2. Massage Those Muscles
New research has shown the benefits of self-myofascial release (a fancy name for self-muscle massage) for increasing flexibility and preventing injury. Rather than getting a costly sports massage, you can use a foam roller or product such as Deep Heat Muscle Massage Roll On Lotion at home.
These can massage deep into the muscles, increase blood flow and flexibility and therefore limit soreness and tightness of the muscles. You can use them all over your body for a great range of movement.
3. Puff Your Chest
If you spend part of your day hunched over a desk or laptop, chances are your chest is tight, which can lead to poor posture, reduced flexibility and back issues. Use an open door frame for a great chest stretch. Stand inside the door and place your hands on either side of the frame, with your forearms at a 90 degree angle to your upper arms.
Gently step forward with your right leg while keeping your arms firmly on the door. As you step forward you will feel a stretch across your chest and shoulders. Breathe into the stretch and hold for 30 seconds.
4. Stay Hydrated
Muscles are mainly composed of water, so without enough hydration they won’t be able to operate at maximum level. This means you’ll fail to get the most from your stretches and therefore find it more difficult to improve your flexibility.

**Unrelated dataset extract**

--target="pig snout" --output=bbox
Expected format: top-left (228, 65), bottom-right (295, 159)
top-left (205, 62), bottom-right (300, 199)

Keep your body hydrated and your muscles functioning nicely by making sure you drink plenty of water before and during a workout – aim to drink eight to ten glasses a day. Drink coconut water to replace lost electrolytes quickly after an intense training session.
5. Get Closer To The Splits
A great stretch to improve the flexibility of your inner thighs, groin, hips and lower back is the butterfly stretch. Sit on the floor with the soles of your feet pressed together and your knees dropped to the side, as far as they will comfortably go. Grasp your feet with your hands, and take a deep breath in. As you breathe out, gently try to bring your knees closer to the floor while you lean further forwards from your hips. Imagine you’re trying to bring your forehead to the floor in front of you. Hold for 30 seconds.
6. Become A Yogi
If you’re not flexible then chances are you avoid yoga, but in fact you are the very ones who should be taking up classes. As well as relaxing you and improving concentration levels, yoga strengthens the muscles and can give you better posture and flexibility. On your first go, remember to take deep breaths as you get into the poses and don’t try to hold them for longer than you’re able to. You can increase the time slowly as you become more experienced.
7. Extend Your Hamstrings
Hamstrings, the back of the upper leg, are one of the most commonly tight and inflexible areas of the body. Luckily, you can release the tension with a basic stretch. Sit on the floor with your legs extended out in front of you. Reach down with your arms and attempt to touch your toes. If you find this challenging, reach as far down your legs as possible and touch your knees or shins. Feel a gentle stretch in the back of the legs and hold it for 30 seconds. Slowly breathe in and out as you try to relax further into the stretch.